Children's doctors join calls to drop health bill
- 23 February 2012
- From the section Health
The Royal College of Paediatrics and Child Health is calling on the government to scrap its NHS reform bill in England.
It joins several other medical bodies that have recently come out against the plans.
The move follows an online survey of RCPCH members.
The government says its changes will ensure that the health system works better for children.
This announcement adds to a late surge of opposition to the health bill from groups representing health staff. These include the British Medical Association, the Royal College of GPs and the Royal College of Nursing.
The RCPCH insists that it is not anti-reform, and that it has engaged consistently with the government over the proposals in the Health and Social Care Bill.
It also acknowledges that it has secured some changes, but it says these do not go far enough.
The college's president, Prof Terence Stephenson, was at Downing Street for talks earlier this week, where he told the Prime Minister that opposition to the bill was hardening.
The shift to outright opposition has been prompted by an online survey. Nearly 80% of members who took part wanted the bill to be withdrawn, though the response rate was just under 15%.

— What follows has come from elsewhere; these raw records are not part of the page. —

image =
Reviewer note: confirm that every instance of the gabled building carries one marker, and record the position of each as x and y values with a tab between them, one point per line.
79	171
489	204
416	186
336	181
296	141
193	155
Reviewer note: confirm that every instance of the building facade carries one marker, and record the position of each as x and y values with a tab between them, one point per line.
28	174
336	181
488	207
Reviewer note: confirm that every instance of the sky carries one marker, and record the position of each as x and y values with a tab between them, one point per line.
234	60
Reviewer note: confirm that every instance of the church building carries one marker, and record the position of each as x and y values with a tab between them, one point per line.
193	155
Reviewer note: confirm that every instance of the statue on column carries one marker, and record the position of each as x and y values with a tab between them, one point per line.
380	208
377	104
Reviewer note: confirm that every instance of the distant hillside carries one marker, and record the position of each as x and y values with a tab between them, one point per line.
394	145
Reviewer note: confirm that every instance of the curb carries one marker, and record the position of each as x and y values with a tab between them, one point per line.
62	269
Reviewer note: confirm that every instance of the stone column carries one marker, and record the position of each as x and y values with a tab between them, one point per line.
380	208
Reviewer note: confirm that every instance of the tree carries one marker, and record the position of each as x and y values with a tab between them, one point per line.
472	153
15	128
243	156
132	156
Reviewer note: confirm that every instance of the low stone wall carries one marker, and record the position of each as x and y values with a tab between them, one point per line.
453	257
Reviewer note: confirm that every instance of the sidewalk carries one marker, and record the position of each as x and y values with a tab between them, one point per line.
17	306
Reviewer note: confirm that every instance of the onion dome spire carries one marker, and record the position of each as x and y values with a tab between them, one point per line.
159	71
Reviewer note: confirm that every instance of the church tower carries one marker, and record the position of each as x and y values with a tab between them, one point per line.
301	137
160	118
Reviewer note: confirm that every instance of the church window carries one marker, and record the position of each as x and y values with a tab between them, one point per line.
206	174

Announcing the decision, Prof Stephenson said a "substantial majority" of voting members felt the bill carried risks for children and young people.
"We've never supported this bill, but we have engaged with the government to try and make the best of it. But we're a membership organisation and paediatricians views have changed and hardened considerably and we've surveyed our membership and their view is that we should now call for withdrawal of the bill."
He warned that the bill could lead to the fragmentation of services.
"The main concern of paediatricians is competition, not that we're anti-competition, but for children with chronic, complex disabling diseases who need lots of doctors and nurses involved it's better that they get that all from one service rather than from multiple different services."
And he told the BBC: "We're not anti-reform. We've been saying for two years that we are struggling to run 220 emergency services for children in the UK.
"These are the things we need to be reforming now - the delivery of services to people.
The bill is coming under close scrutiny in parliament. Ministers will face calls to make further concessions in the next few weeks.
A Labour spokesperson said the decision by the RCPCH had increased the pressure on the Prime Minister.
"David Cameron is now faced with a grave situation. Even those he called to Downing Street on Monday to help him push through his plans are now turning against them. The Prime Minister must stop putting his political pride before the best interests of our NHS and drop this Bill."
In response to the RCPCH announcement, the health minister Simon Burns pointed to the turnout in the online poll. He insisted that the bill would improve services for children, young people and their families.
"The RCPCH said only last month that our focus on children's health provides a real opportunity to improve the health of children and young people around the country.
"They also welcomed the principles of greater integration and information about services, and moving decision making to the frontline."